I respected Father more than anyone else. He's always working for everyone in town, picking flowers for Mother, and, while gently brushing my head, he always says his favourite saying.

「人のためになることをしなさい。人に優しくなりなさい。」

But Mother's death changed Father.
Not thinking at all of other people, 僕を見てくれようともしない。
My father was a different and pathetic person, and I began to feel resentment towards him.

So, one day, I made up my mind. 父上がいつも大事に眺めている母上の結婚指輪を、
暖炉の奥に隠してしまおうと。
思い出の品がなくなってしまえば忘れてしまうだろう。
きっと立ち直ってくれるに違いないと考えた。

Iが計画を実行してすぐ、Fatherがfacial expression changed, he bursted into my room.

「my…あれを知らないかね!?It's important! not be found のだ!」

Iはびっくりした。なぜなら、After a long time 見たfather's face は、eyes were bloodshot , his cheeks were sullen.
とてもmy知っているFatherではなかったから。
Fatherはそれから、よろよろとliving roomに向かい、ひざをついた。

「Iは…wifeを守れなかった。そんなIが町を守れるものか。
wifeがいなければ…I1人ではとても…。」

I felt that this was the first time I was seeing my father's pain.
僕は、今までつらそうな父に声をかけただろうか。話をしただろうか……。
Naturally, my words came out.

"Father, I'm here. You aren't alone."

Father turned his head and weakly mumbled

"What are you saying…"

Fatherは考え込むようにしてしばらくsink into silence、それから少し 落ち着いた 様子で
surveying the living room, そこにあるひとつひとつをなぞるようにそっと触った。

The three of our matching mugs…, my mother's favourite stew pot…,
My father and my different colour knits that my mother had knitted…

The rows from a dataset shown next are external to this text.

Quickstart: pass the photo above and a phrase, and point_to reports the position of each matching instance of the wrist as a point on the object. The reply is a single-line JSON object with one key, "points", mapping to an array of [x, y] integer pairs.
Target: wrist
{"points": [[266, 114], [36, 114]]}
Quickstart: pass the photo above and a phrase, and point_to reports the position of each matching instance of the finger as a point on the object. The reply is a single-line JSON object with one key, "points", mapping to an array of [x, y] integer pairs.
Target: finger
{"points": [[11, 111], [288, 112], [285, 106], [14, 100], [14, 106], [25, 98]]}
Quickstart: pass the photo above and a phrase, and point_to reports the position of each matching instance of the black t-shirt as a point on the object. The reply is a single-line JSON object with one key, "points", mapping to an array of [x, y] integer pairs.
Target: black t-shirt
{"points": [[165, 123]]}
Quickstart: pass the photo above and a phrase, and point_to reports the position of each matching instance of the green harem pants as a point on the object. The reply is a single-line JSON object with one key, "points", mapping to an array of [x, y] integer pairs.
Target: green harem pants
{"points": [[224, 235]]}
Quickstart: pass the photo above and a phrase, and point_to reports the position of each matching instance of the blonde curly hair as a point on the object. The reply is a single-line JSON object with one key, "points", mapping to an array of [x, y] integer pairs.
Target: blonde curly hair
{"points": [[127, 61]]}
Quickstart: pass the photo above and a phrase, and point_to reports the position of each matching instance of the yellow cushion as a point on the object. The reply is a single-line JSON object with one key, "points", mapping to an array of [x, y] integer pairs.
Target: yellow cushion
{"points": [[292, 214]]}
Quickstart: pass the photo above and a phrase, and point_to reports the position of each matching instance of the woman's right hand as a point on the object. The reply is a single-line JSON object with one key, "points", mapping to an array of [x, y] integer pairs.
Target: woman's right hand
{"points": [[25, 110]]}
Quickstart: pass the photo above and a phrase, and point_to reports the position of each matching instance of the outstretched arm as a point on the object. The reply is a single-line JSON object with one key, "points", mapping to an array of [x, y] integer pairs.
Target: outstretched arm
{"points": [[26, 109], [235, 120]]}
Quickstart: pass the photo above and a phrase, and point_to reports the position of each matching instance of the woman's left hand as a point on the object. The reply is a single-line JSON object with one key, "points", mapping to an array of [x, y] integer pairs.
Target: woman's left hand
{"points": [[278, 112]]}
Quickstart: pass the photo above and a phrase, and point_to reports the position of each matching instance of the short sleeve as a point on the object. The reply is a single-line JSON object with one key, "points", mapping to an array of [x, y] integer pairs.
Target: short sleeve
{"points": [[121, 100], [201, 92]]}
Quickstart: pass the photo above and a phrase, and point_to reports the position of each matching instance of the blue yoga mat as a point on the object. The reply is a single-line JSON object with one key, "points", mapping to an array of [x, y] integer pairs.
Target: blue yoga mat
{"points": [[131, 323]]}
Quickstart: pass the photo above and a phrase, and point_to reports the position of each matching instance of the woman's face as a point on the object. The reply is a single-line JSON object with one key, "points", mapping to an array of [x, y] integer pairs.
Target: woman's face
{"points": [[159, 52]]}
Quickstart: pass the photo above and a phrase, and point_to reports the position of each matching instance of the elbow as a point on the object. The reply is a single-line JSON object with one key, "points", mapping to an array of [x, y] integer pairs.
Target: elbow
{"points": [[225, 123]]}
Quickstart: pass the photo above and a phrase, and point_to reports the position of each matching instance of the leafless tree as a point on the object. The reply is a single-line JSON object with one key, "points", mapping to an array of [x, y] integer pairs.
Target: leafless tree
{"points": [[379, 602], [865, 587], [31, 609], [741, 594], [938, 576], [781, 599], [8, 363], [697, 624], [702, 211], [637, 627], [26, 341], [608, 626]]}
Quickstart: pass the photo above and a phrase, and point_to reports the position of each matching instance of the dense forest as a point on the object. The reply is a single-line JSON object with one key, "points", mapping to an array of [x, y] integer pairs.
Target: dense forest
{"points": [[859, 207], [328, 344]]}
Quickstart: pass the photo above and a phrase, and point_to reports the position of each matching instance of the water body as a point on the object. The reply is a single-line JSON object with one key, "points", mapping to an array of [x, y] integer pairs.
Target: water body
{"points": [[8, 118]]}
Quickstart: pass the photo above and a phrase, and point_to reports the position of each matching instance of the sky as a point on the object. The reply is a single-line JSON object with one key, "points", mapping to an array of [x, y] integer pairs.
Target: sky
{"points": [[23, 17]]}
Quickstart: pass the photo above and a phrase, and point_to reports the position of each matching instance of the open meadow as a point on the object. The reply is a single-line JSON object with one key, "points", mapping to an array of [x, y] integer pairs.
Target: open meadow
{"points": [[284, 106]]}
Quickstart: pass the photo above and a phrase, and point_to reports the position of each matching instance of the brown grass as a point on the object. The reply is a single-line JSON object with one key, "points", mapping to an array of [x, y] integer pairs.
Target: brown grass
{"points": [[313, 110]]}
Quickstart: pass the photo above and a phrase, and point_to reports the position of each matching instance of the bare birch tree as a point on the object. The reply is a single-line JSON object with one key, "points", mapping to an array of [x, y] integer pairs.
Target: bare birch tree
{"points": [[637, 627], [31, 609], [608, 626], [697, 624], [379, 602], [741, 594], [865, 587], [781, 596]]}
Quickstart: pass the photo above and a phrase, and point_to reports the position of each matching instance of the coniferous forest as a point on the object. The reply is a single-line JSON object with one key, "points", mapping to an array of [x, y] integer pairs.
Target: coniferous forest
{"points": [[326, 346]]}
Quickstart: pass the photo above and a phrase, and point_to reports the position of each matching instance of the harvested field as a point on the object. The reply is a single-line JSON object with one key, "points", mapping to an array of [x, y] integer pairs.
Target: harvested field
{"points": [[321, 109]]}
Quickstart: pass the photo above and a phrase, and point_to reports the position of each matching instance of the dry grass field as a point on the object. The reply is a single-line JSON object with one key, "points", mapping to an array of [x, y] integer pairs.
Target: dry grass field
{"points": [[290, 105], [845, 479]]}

"Really? Yes, that's right. wifeは、weがAfter this 生きていくために
たくさんのものを遺してくれた。
youとIで、しっかり生きていかなければならないな…。"

"This fireplace is filled with important memories of you mother.
いつかemotional scars が癒えたらまた、lightをともそう。"

Iはfatherにしがみついて泣いた。now はうれしくて泣いた。We try are hardest.
season はまた、springを迎えようとしていた。



あれから10年。we familyはwinterの準備に追われていた。

"Father, is it okay if I throw this old book out?"

I peeked into the study, and seen Father viewing at old albums.

Gillよ, そろそろ暖炉の掃除をしようかと思うのだよ…。
むかーし、inside of the fireplaceにbook of legendsをしまったこともあってね。
あれも取り出さなければいかん。」

"Book?"

I suddenly remembered the hidden ring.

"You heard about the novice rancher who moved into town recently, haven't you?
I'm thinking about giving it to that kid. "

Father seemed to be enjoying himself. He already seemed alright.
Finally a new flameをともす決意ができたのだ。

Before Father had time to start cleaning the fireplace, a visitor appear at our house.
They went to the living room where father was calling for help.
My father was stuck in the fireplace, and that novice rancher pulled him out.

My father took the book out of the inside of the fireplace and gave it to that rancher.
Father's faceはもう立派なmayorのfaceだった、
あのとき…、Fatherが例のringを見つけたかどうかは、Iはとうとう聞かなかった。

From this winter, a warm light is burning in our house's fireplace.